Re: [tip:x86/build] x86, retpolines: Raise limit for generating indirect calls from switch-case

Daniel Borkmann <daniel@xxxxxxxxxxxxx> · Thu, 28 Feb 2019 19:13:03 +0100

On 02/28/2019 07:09 PM, H.J. Lu wrote:
> On Thu, Feb 28, 2019 at 9:58 AM Daniel Borkmann <daniel@xxxxxxxxxxxxx> wrote:
>> On 02/28/2019 05:25 PM, H.J. Lu wrote:
>>> On Thu, Feb 28, 2019 at 8:18 AM Daniel Borkmann <daniel@xxxxxxxxxxxxx> wrote:
>>>> On 02/28/2019 01:53 PM, H.J. Lu wrote:
>>>>> On Thu, Feb 28, 2019 at 3:27 AM David Woodhouse <dwmw2@xxxxxxxxxxxxx> wrote:
>>>>>> On Thu, 2019-02-28 at 03:12 -0800, tip-bot for Daniel Borkmann wrote:
>>>>>>> Commit-ID:  ce02ef06fcf7a399a6276adb83f37373d10cbbe1
>>>>>>> Gitweb:     https://git.kernel.org/tip/ce02ef06fcf7a399a6276adb83f37373d10cbbe1
>>>>>>> Author:     Daniel Borkmann <daniel@xxxxxxxxxxxxx>
>>>>>>> AuthorDate: Thu, 21 Feb 2019 23:19:41 +0100
>>>>>>> Committer:  Thomas Gleixner <tglx@xxxxxxxxxxxxx>
>>>>>>> CommitDate: Thu, 28 Feb 2019 12:10:31 +0100
>>>>>>>
>>>>>>> x86, retpolines: Raise limit for generating indirect calls from switch-case
>>>>>>>
>>>>>>> From networking side, there are numerous attempts to get rid of indirect
>>>>>>> calls in fast-path wherever feasible in order to avoid the cost of
>>>>>>> retpolines, for example, just to name a few:
>>>>>>>
>>>>>>>   * 283c16a2dfd3 ("indirect call wrappers: helpers to speed-up indirect calls of builtin")
>>>>>>>   * aaa5d90b395a ("net: use indirect call wrappers at GRO network layer")
>>>>>>>   * 028e0a476684 ("net: use indirect call wrappers at GRO transport layer")
>>>>>>>   * 356da6d0cde3 ("dma-mapping: bypass indirect calls for dma-direct")
>>>>>>>   * 09772d92cd5a ("bpf: avoid retpoline for lookup/update/delete calls on maps")
>>>>>>>   * 10870dd89e95 ("netfilter: nf_tables: add direct calls for all builtin expressions")
>>>>>>>   [...]
>>>>>>>
>>>>>>> Recent work on XDP from Björn and Magnus additionally found that manually
>>>>>>> transforming the XDP return code switch statement with more than 5 cases
>>>>>>> into if-else combination would result in a considerable speedup in XDP
>>>>>>> layer due to avoidance of indirect calls in CONFIG_RETPOLINE enabled
>>>>>>> builds.
>>>>>>
>>>>>> +HJL
>>>>>>
>>>>>> This is a GCC bug, surely?

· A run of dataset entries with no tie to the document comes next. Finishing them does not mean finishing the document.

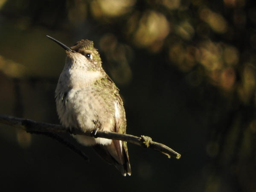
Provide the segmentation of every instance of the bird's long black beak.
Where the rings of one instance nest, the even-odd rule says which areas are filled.
[[[57,44],[58,44],[59,45],[60,45],[62,47],[63,47],[64,49],[65,49],[66,50],[67,50],[68,51],[72,51],[72,52],[76,52],[76,51],[75,51],[71,49],[70,48],[69,48],[68,47],[67,47],[67,45],[64,45],[64,44],[63,44],[62,43],[60,42],[60,41],[58,41],[55,39],[54,38],[52,38],[52,37],[51,37],[49,35],[46,35],[46,36],[49,38],[50,39],[52,40],[53,41],[57,43]]]

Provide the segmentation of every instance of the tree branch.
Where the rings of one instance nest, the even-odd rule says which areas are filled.
[[[35,132],[70,133],[67,128],[59,125],[37,122],[30,119],[12,116],[0,115],[0,123],[21,128],[28,132],[32,133]],[[83,132],[77,129],[73,129],[72,134],[91,137],[90,131]],[[180,154],[171,148],[162,143],[153,141],[151,138],[147,136],[142,135],[140,137],[138,137],[128,134],[98,131],[97,131],[96,137],[127,141],[143,147],[151,148],[163,153],[167,155],[169,158],[172,156],[177,159],[179,159],[180,157]]]

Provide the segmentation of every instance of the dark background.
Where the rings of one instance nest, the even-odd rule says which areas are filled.
[[[2,191],[255,192],[256,6],[246,0],[0,0],[0,113],[59,123],[64,50],[94,41],[124,102],[131,177],[90,148],[1,124]],[[76,144],[68,135],[62,135]]]

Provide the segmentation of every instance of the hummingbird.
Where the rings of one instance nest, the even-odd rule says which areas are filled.
[[[119,90],[102,66],[93,42],[82,39],[68,47],[46,36],[66,50],[64,68],[55,91],[61,124],[96,134],[98,130],[125,134],[125,112]],[[83,145],[92,146],[100,157],[125,176],[131,174],[126,142],[81,135],[72,136]]]

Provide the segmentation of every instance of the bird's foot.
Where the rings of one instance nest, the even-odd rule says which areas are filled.
[[[152,142],[152,139],[148,136],[142,135],[140,136],[141,139],[140,140],[145,144],[145,147],[148,148],[149,147],[151,143]]]

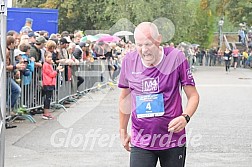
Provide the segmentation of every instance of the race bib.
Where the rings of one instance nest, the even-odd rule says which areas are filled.
[[[163,94],[136,96],[137,118],[158,117],[164,115]]]

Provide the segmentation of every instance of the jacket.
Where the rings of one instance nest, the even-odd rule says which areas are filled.
[[[55,86],[57,71],[53,70],[53,66],[47,62],[43,64],[42,68],[43,86]]]

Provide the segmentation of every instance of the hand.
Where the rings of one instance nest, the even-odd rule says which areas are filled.
[[[168,132],[179,133],[185,128],[186,124],[187,122],[184,116],[179,116],[177,118],[174,118],[168,124]]]
[[[62,66],[58,66],[57,70],[59,70],[60,72],[64,71],[64,68]]]
[[[130,139],[131,137],[126,133],[120,134],[121,143],[125,150],[130,152]]]

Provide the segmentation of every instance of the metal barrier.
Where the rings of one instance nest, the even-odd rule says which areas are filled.
[[[92,90],[101,90],[104,86],[112,86],[110,81],[110,75],[108,71],[108,63],[106,60],[96,60],[94,62],[81,62],[79,65],[63,65],[64,71],[59,72],[57,75],[56,88],[53,92],[51,101],[52,108],[67,109],[63,105],[66,101],[77,102],[76,97],[84,96],[87,92]],[[56,69],[56,65],[54,65]],[[118,69],[119,71],[119,69]],[[119,72],[115,76],[119,75]],[[9,120],[12,123],[17,118],[25,118],[35,123],[36,121],[29,114],[32,110],[42,109],[44,103],[43,87],[42,87],[42,68],[35,68],[32,72],[32,80],[30,83],[25,82],[29,76],[21,76],[21,96],[17,101],[14,109],[8,107],[7,114],[11,116],[12,111],[15,115],[12,115],[12,119]],[[8,89],[7,98],[9,99],[8,106],[11,101],[11,84],[10,80],[13,79],[12,73],[8,73]],[[78,83],[84,80],[82,84]],[[79,85],[78,85],[79,84]],[[78,87],[79,86],[79,87]]]
[[[6,112],[6,17],[7,0],[0,0],[0,166],[4,167],[5,154],[5,112]]]

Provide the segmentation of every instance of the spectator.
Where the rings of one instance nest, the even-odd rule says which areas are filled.
[[[42,116],[45,120],[53,119],[49,110],[50,110],[50,103],[53,94],[53,90],[55,89],[56,85],[56,76],[58,72],[62,72],[64,69],[61,66],[57,67],[57,71],[53,70],[53,60],[52,60],[52,53],[45,52],[45,62],[42,67],[42,74],[43,74],[43,91],[45,93],[44,99],[44,114]]]

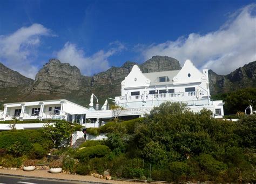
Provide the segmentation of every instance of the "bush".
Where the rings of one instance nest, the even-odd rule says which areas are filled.
[[[99,135],[99,128],[86,128],[86,133],[90,135],[97,136]]]
[[[76,167],[76,173],[80,175],[90,174],[90,167],[87,164],[79,163]]]
[[[63,159],[63,163],[64,170],[69,171],[71,173],[75,173],[78,160],[71,156],[66,156]]]
[[[76,154],[76,157],[81,162],[85,162],[89,159],[103,157],[110,152],[110,149],[105,145],[96,145],[78,150]]]
[[[50,163],[49,166],[50,168],[62,167],[62,161],[59,160],[53,160]]]
[[[39,143],[35,143],[31,151],[31,158],[41,159],[46,154],[46,151]]]
[[[185,182],[187,181],[186,176],[188,175],[189,167],[185,162],[176,161],[169,165],[171,172],[170,178],[174,181]]]
[[[205,153],[199,156],[199,163],[202,169],[209,175],[211,180],[214,179],[227,168],[226,164],[216,160],[211,155]]]
[[[23,165],[25,167],[36,166],[36,160],[26,160],[23,162]]]
[[[0,158],[0,166],[5,167],[19,167],[22,165],[23,160],[22,157],[17,158],[6,155]]]
[[[19,156],[29,155],[34,143],[40,144],[48,150],[52,147],[52,141],[46,138],[42,130],[15,130],[0,132],[0,148],[4,148],[8,153]]]
[[[105,141],[102,140],[87,140],[79,146],[79,147],[91,147],[96,145],[103,145]]]

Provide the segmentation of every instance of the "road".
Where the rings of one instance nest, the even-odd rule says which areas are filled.
[[[102,184],[104,183],[95,182],[72,182],[58,181],[57,180],[37,179],[26,177],[0,176],[0,184]]]

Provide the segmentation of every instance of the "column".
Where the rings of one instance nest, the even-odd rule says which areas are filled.
[[[44,105],[41,104],[41,106],[40,107],[40,113],[39,113],[39,115],[41,117],[44,116]]]
[[[22,111],[21,112],[21,115],[19,115],[20,117],[24,117],[24,112],[25,111],[25,106],[24,105],[22,105]]]
[[[7,107],[6,105],[4,106],[4,118],[5,118],[6,115],[7,113]]]

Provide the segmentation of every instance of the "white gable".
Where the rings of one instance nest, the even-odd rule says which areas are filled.
[[[201,72],[190,60],[186,60],[181,70],[173,77],[173,84],[200,83],[206,80],[206,76]]]
[[[122,88],[149,86],[150,80],[146,78],[137,65],[134,65],[132,70],[122,82]]]

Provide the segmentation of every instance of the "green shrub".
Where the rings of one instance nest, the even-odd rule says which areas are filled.
[[[99,128],[87,128],[86,133],[92,135],[97,136],[99,135]]]
[[[217,161],[210,154],[203,153],[199,157],[199,163],[203,170],[214,179],[221,172],[227,169],[226,164]]]
[[[0,166],[5,167],[19,167],[23,162],[22,157],[14,157],[10,155],[6,155],[0,157]]]
[[[78,160],[71,156],[65,156],[63,161],[63,169],[69,171],[71,173],[76,172],[76,168],[78,163]]]
[[[35,143],[31,152],[30,158],[41,159],[46,154],[46,151],[39,143]]]
[[[80,175],[87,175],[90,174],[90,167],[87,164],[79,163],[77,165],[76,173]]]
[[[110,149],[105,145],[96,145],[78,150],[76,156],[80,162],[85,162],[89,159],[103,157],[110,152]]]
[[[102,140],[87,140],[79,146],[79,147],[90,147],[96,145],[103,145],[105,141]]]
[[[188,175],[189,172],[189,167],[187,163],[179,161],[171,162],[169,165],[169,169],[171,172],[170,178],[173,181],[187,181],[186,176]]]

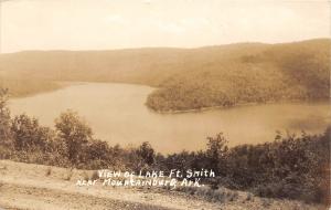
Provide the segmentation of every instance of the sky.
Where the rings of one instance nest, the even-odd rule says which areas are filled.
[[[324,0],[0,0],[0,52],[330,38]]]

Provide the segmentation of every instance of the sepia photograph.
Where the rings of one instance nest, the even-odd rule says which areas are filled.
[[[330,0],[0,0],[0,210],[329,210],[330,70]]]

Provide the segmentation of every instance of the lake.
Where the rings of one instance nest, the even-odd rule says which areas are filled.
[[[117,83],[82,83],[51,93],[9,102],[12,114],[25,113],[42,125],[66,109],[85,118],[95,137],[110,145],[149,141],[157,151],[205,148],[206,137],[223,133],[229,146],[271,141],[276,130],[323,132],[330,124],[330,104],[287,103],[241,106],[195,113],[158,114],[146,105],[152,87]]]

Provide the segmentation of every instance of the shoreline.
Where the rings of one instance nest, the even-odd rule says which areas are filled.
[[[151,107],[149,107],[146,103],[145,105],[147,108],[153,113],[162,114],[162,115],[171,115],[171,114],[185,114],[185,113],[203,113],[209,111],[217,111],[217,109],[229,109],[229,108],[238,108],[238,107],[246,107],[246,106],[260,106],[260,105],[273,105],[273,104],[297,104],[297,103],[324,103],[331,102],[331,98],[319,98],[319,99],[287,99],[287,101],[274,101],[274,102],[265,102],[265,103],[258,103],[258,102],[250,102],[250,103],[239,103],[235,104],[233,106],[207,106],[207,107],[201,107],[201,108],[190,108],[190,109],[183,109],[183,111],[156,111]],[[331,105],[331,104],[330,104]]]

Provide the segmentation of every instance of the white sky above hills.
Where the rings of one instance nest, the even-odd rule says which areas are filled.
[[[322,0],[2,0],[2,53],[196,48],[330,36]]]

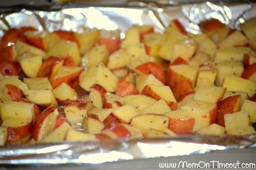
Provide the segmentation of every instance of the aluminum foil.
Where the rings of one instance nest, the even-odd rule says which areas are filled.
[[[79,2],[13,6],[1,9],[0,36],[10,27],[29,25],[50,32],[60,29],[79,31],[84,26],[108,30],[118,28],[123,38],[126,30],[132,24],[152,25],[156,31],[161,32],[174,19],[180,21],[188,31],[197,33],[200,32],[197,25],[208,18],[217,18],[239,29],[239,24],[256,16],[255,3],[189,2],[131,1],[118,5],[89,5]],[[96,163],[248,148],[256,148],[256,135],[191,135],[158,138],[13,144],[0,146],[0,164]]]

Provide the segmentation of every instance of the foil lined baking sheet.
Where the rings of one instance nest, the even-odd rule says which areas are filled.
[[[186,4],[172,1],[171,4],[171,1],[168,2],[168,4],[132,1],[118,6],[68,3],[51,4],[48,8],[44,6],[44,10],[40,6],[20,6],[22,8],[17,11],[2,12],[0,36],[9,27],[31,26],[50,32],[61,29],[79,31],[85,26],[109,30],[118,28],[124,38],[124,33],[132,24],[152,25],[156,31],[162,32],[174,19],[180,21],[188,31],[197,33],[200,32],[197,25],[208,18],[217,18],[232,28],[238,29],[240,23],[256,16],[255,3]],[[17,8],[14,8],[16,10]],[[0,164],[96,163],[248,148],[256,148],[256,135],[191,135],[158,138],[10,144],[0,146]]]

It should know how expensive each
>>>>>> instruction is, and choose which to use accordingly. That should be
>>>>>> true even when the indirect branch "instruction" is a retpoline, and
>>>>>> thus enormously expensive.
>>>>>>
>>>>>> I believe this is https://gcc.gnu.org/bugzilla/show_bug.cgi?id=86952 so
>>>>>> please at least reference that bug, and be prepared to turn this hack
>>>>>> off when GCC is fixed.
>>>>>
>>>>> We couldn't find a testcase to show jump table with indirect branch
>>>>> is slower than direct branches.
>>>>
>>>> Ok, I've just checked https://github.com/marxin/microbenchmark/tree/retpoline-table
>>>> with the below on top.
>>>>
>>>>  Makefile | 6 +++---
>>>>  switch.c | 2 +-
>>>>  test.c   | 6 ++++--
>>>>  3 files changed, 8 insertions(+), 6 deletions(-)
>>>>
>>>> diff --git a/Makefile b/Makefile
>>>> index bd83233..ea81520 100644
>>>> --- a/Makefile
>>>> +++ b/Makefile
>>>> @@ -1,16 +1,16 @@
>>>>  CC=gcc
>>>>  CFLAGS=-g -I.
>>>> -CFLAGS+=-O2 -mindirect-branch=thunk
>>>> +CFLAGS+=-O2 -mindirect-branch=thunk-inline -mindirect-branch-register
>>> ^^^^^^^^^^^^^^^^^^^^^^^^^^^^^^^^^^^^^^^^^^^^^^^^^^^^^^^^^^^^^^^
>>>
>>> Does slowdown show up only with -mindirect-branch=thunk-inline?
>>
>> Not really, numbers are in similar range / outcome. Additionally, I also tried
>> on a bit bigger machine (Xeon Gold 5120 this time). First is thunk-inline, second
>> is thunk, and third is w/o raising limit for comparison; first test (from last
>> mail) on that machine:
> 
> Please re-open:
> 
> https://gcc.gnu.org/bugzilla/show_bug.cgi?id=86952
> 
> with new info.

Yeah will do, thanks!